Pero no somos los únicos. Nadie lo hace. Las declaraciones de guerra constituyen la reliquia de una era más aristocrática, un tiempo en el que, por ejemplo, un secretario de estado cerraba el gabinete de cifrado de su departamento porque "los caballeros no leer el correo ajeno".
Las competencias para declarar la guerra, sin ser culpa de nadie, se han vuelto arcaicas y obsoletas. Interpretadas de forma literal, son igual de inútiles que conceder al Congreso el derecho a regular los carruajes anteriores al automóvil.
Precisamos, por tanto, alguna forma nueva de satisfacer la intencionalidad constitucional original. La Ley de Guerra era un buen intento, pero fracasó porque era obra del Congreso en solitario, que intentaba hacérsela tragar al ejecutivo que, a su vez, durante más de tres décadas se ha resistido a ello por ser una intrusión en las competencias inherentes del jefe del ejecutivo.

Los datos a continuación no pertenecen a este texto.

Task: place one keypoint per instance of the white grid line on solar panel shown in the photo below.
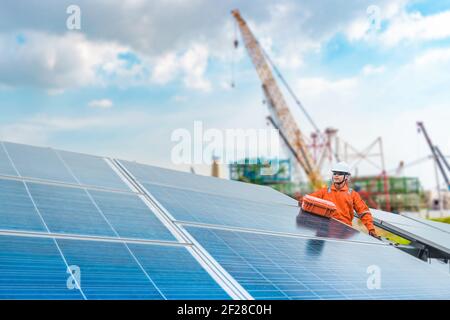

Además, el poder judicial, que dentro de nuestro sistema es el garante definitivo de la constitucionalidad, se ha negado constantemente a dirimir esta "cuestión política" (citando a un magistrado de apelaciones) y resolver así sin posibilidad de apelación la disputa entre las otras dos ramas equivalentes del estado democrático.
Necesitamos por tanto una nueva interpretación constitucional, convenida mutuamente por ambas ramas políticas, que traduzca las competencias de guerra en un equivalente más moderno:
En primer lugar, formalizar la tradición reciente de resoluciones (la del Golfo, Afganistán, Irak) que autorizan el inicio de la guerra y reconocerlas como el equivalente funcional a una declaración de guerra.

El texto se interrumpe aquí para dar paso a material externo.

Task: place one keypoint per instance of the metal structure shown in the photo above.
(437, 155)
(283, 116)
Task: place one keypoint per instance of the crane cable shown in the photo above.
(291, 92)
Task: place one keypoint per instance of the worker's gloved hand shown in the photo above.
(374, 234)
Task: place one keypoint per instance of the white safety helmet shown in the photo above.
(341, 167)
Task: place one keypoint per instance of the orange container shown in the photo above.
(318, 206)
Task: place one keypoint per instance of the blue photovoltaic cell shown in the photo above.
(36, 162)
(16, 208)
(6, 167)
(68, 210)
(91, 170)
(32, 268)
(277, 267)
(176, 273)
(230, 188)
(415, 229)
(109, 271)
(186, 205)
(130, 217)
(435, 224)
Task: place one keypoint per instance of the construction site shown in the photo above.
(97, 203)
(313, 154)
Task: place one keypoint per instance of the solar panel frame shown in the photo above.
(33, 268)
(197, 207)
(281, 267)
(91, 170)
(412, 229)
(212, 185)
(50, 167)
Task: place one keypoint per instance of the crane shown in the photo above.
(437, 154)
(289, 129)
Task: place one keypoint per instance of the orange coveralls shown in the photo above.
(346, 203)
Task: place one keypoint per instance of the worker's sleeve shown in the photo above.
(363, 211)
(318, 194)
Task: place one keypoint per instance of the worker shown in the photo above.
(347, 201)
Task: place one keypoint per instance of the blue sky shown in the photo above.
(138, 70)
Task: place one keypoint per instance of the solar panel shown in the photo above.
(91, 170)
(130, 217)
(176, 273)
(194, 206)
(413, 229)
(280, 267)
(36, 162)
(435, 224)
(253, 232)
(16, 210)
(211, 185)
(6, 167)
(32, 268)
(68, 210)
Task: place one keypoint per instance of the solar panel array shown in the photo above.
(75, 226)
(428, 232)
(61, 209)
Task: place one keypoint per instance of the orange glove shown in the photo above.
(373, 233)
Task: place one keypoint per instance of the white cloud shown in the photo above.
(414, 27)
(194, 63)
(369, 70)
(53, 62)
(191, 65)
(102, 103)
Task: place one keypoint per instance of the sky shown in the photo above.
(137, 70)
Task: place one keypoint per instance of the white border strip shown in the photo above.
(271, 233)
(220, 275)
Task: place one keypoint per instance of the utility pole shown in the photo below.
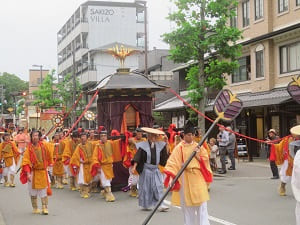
(41, 72)
(146, 38)
(2, 102)
(143, 4)
(2, 99)
(74, 87)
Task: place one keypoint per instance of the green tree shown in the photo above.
(11, 83)
(203, 37)
(45, 94)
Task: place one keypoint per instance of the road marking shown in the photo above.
(212, 218)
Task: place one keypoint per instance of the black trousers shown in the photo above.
(274, 168)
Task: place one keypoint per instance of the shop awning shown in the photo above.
(273, 97)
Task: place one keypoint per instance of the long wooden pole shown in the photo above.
(187, 162)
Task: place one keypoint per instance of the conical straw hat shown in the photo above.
(295, 130)
(152, 130)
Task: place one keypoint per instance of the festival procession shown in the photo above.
(150, 112)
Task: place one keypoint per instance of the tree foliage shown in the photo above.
(45, 95)
(203, 35)
(11, 83)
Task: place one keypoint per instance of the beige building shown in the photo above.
(35, 81)
(31, 115)
(270, 58)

En segundo lugar, crear procedimientos extraordinarios de operación que exijan celeridad de actuación y notificación urgente, por ejemplo, al presidente de la Cámara, al secretario de la oposición en el Senado y a sus homólogos de la oposición, en secreto si es necesario.
En tercer lugar, en los casos así, exigir la autorización retroactiva por parte del Congreso en pleno dentro de un margen de tiempo acordado — pero sin ninguna implicación legislativa adicional (a diferencia de la Ley de Guerra). La cesión original de competencias por parte de la Constitución al Congreso consistía en una autorización única, sin mayor límite legislativo a la actuación bélica del ejecutivo a excepción, por supuesto, del control de los presupuestos.
La aventura libia es un caos demasiado soberano para esperar mutuo acuerdo en torno a esta clase de compromiso constitucional ahora. Habiendo estropeado la cuestión de las competencias bélicas en todos los sentidos posibles, tampoco es que Obama sea el caballero idóneo para negociar este acuerdo.
La solución a esta cuestión exigirá tiempo e independencia y por tanto inevitablemente una comisión — presidida digamos por un ex presidente de cada formación, Bill Clinton y George W. Bush, e integrada por antiguos legisladores, magistrados y Generales, con un par quizá de historiadores y no más de un letrado internacional añadido.
Someter a continuación la nueva ley propuesta de la comisión a la aprobación del Congreso y el presidente. Y que el historiador de Harry Truman David McCullough dé lectura a la fórmula final en la ceremonia de aprobación. Eso hará que sea oficial.
Necesitamos un conjunto de normas que rijan la legalidad de cualquier futura guerra. Esto nos permitirá concentrarnos en la cuestión más importante: su sentido.